Even though the term is awkward, I can understand the sentiment.

Growing up on the Great Lakes, it was apparant to me even as a small child that using the same word to describe Lake Superior and the inland lakes was wrong. They’re just not the same. Imagine if you lived by the ocean and both the ocean and the lakes around it were called “oceans.” It never makes sense. I wish someone would coin a new term, but until they do, “inland lakes” it is.

Ohio actually has a bunch of kettle lakes, which are glacial formations. To further stir up trouble, kettle lakes are usually inland lakes, too. I don’t know where St. Paris is, but if you get into the glaciated parts of the state (and MN, WI, MI, etc.) most of the lakes are glacial reminants.

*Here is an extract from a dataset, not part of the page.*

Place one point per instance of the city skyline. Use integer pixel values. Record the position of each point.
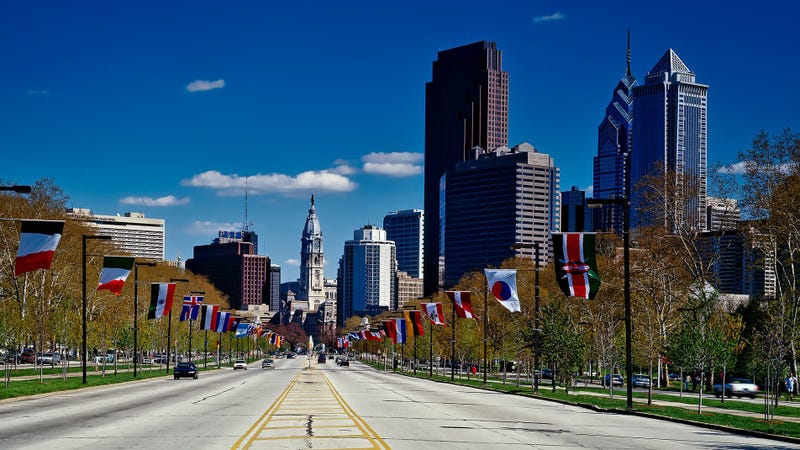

My theory on ‘inland’ is that you can’t connect it to large bodies of water through navigable waterways but in practice it seems like a rather nebulous term.

An Outland lake. They’re filled with grape soda, and you can walk on them, but only if you’re a penguin.

And not just that. The Great Lakes are so big, that when you are in the vicinity of one, you assume that any reference to “lake” means the Great Lake. A newspaper report that said “lakeside” or “shore” or other aquatic adjective would mislead a local if they really meant one of the puddles.
The best analogy I can think of would be standing on Long Island and referring to “the city” when you meant Newark.

Not sure about OH, but all WV lakes are manmade.

From Michigan. The Great Lakes are freshwater seas. Equating them with “inland lakes” (a perfectly acceptable, normal phrase for us) is just fundamentally wrong.

I’m not a geologist (or whoever studies these things), and I’ve not read with great detail all of the other links, but here’s my Michigan understanding of different inland lakes:

[ul]
[li]Spring fed, lake just starts out from underground springs.[/li][li]Man-made, dammed rivers.[/li][li]Low-areas fed by rivers/streams, where water accumulates. Low-areas can be formed by a whole lot of reasons. Strictly speaking, the Great Lakes are this type (glacially-formed low areas fed by rivers).[/li][/ul]
In virtually all of these instances, though, they’re characterized by slow moving water in small quantities. The water gets pee-warm and sometimes looks pee-yellow or -greenish (not, not “pea”). There’s a lot of seaweed (no, we don’t call it lakeweed) sometimes. They’re not navigable by freighters (big boats that haul freight). In fact, this describes Lake St. Clair to a tee, and the only reason I won’t call it an “inland lake” is because it’s connected to the St. Lawrence system and is, in fact, navigable (but I think requires constant dredging – unsure).

I think I wouldn’t call Lakes Mead, Tahoe, and Powell inland lakes, even though by my definition they “are.” They’re big enough, clear enough, and different enough that they’re not what I picture in my mind when I think of mucky, little inland lakes. Hey, in fact, let me clarify my definition now: inland lakes are those mucky little things that are glorifed ponds.

Yea, I believe you are correct. In fact, I believe Silver Lake in New Carlisle, OH is one such lake.

Oh, in case it’s not obvious, for those that live on/near the water “inland” kind of implies that it’s not coastal. If it’s not big enough to have coast, then it’s an inland lake.

So now I wonder about those that live near puny little lakes like Champlain or Mead – do you refer to the coastline? I wouldn’t think so, but I don’t know. Whereas in Michigan, we sure do refer to the coast of the Great Lakes.